My faith is Zoroastrianism, the oldest monotheistic religion in the world, originating in ancient Persia.
The Persian prophet and religious reformer Zarthushta [Zoroaster] is regarded as its founder. It pre-dates the Abrahamic faiths of Judaism, Christianity and Islam and is likely to have influenced those religions too.
Article By Dilnaz Billimoria | The Age
A Zoroastrian priest outside a fire temple in Mumbai, India. CREDIT:AP
Zoroastrians believe in a benevolent deity of wisdom, Ahura Mazda, who sends forth Asha [truth], studied through our important texts, the Avesta. We worship the fire as holy, respect elements of nature and have prayers thanking water, land, flora and fauna for their gifts to us.
Growing up in Mumbai we heard the famous story of “milk and sugar” on the laps of our grandmothers. Following the Muslim conquest of Persia and the fall of the Zoroastrian Sasanid empire in the 7th century AD, Zoroastrians fled their homeland in boats. Many perished and the fortunate few landed in Gujarat, India.
The Rana (king) in Gujarat was generous and provided temporary shelter. However we looked different, spoke a strange language and practised unusual rituals, so the residents politely asked us to leave. But where could my people go?

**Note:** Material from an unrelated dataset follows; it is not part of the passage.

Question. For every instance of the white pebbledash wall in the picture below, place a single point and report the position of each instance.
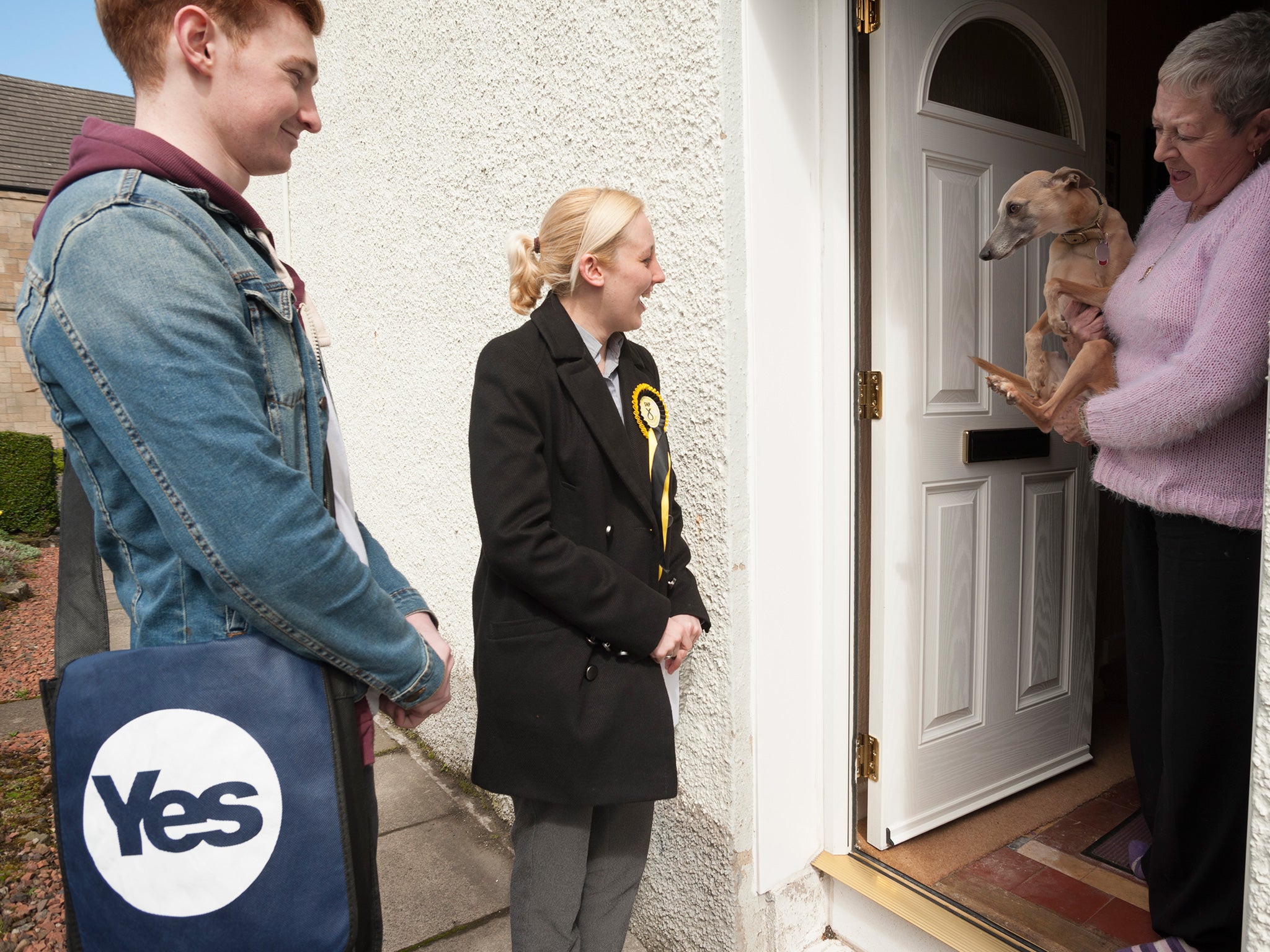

Our elders asked for a cup of milk and a spoon of sugar, which was dissolved in the milk entirely without spilling a drop. Our message was that we would assimilate in the population, sweeten the country and never spill a drop of blood. Thus began the legend of the Parsis (Persians) who have kept their promises to the land of their adoption, who believe in education, equity and empathy, following the threefold tenets of Asha – Good Thoughts, Good Words and Good Deeds – and perpetuating charity to spread happiness. Our reward is here in this life, helping others.

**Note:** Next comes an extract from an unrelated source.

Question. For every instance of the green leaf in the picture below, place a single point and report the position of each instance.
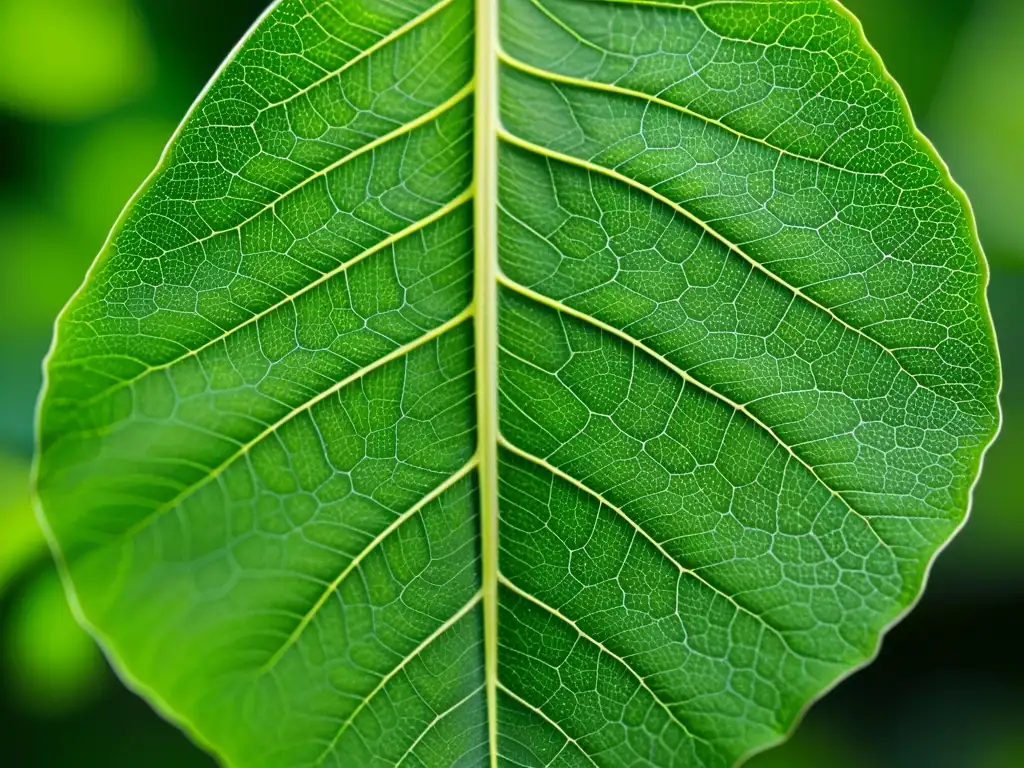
(53, 667)
(600, 402)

In a quest for the purity of the Zoroastrian bloodline, conversion into the faith is not allowed. Interfaith marriage is considered taboo. Men marrying outside the faith are allowed to have their children brought up as Zoroastrians with a navjote (baptism) ceremony. When women of our faith marry outside, their children are considered non-Parsis. These man-made laws are not fair to all.
Education is paramount and Parsis are often highly qualified professionals. Their resulting independence has diminished the need for marriage as an institution. All this has sadly led to a sharply dwindling Parsi population, with about 150,000 to 200,000 left worldwide. There are about 600 of us in Melbourne and fewer than 5000 in Australia. Many years ago, I remember threatening to put our young kids out on the nature strip after seeing the mess in their rooms. Our son piped up that they needed to be immensely valued as they were part of the “dying breed of Parsis”!
However few we may be, we are a jolly bunch known to enjoy life. We believe in peace and share a love of music, art and literature. We are connoisseurs of good food and self-appointed fashionistas ready to laugh with others and at ourselves. We burst into song, break into a dance, recreate traditional recipes in Mumbai or Melbourne and our intergenerational love binds families together.
Today we celebrate the Persian New Year. Happy Navrooz!
Dilnaz Billimoria is a community leader, advocate and volunteer.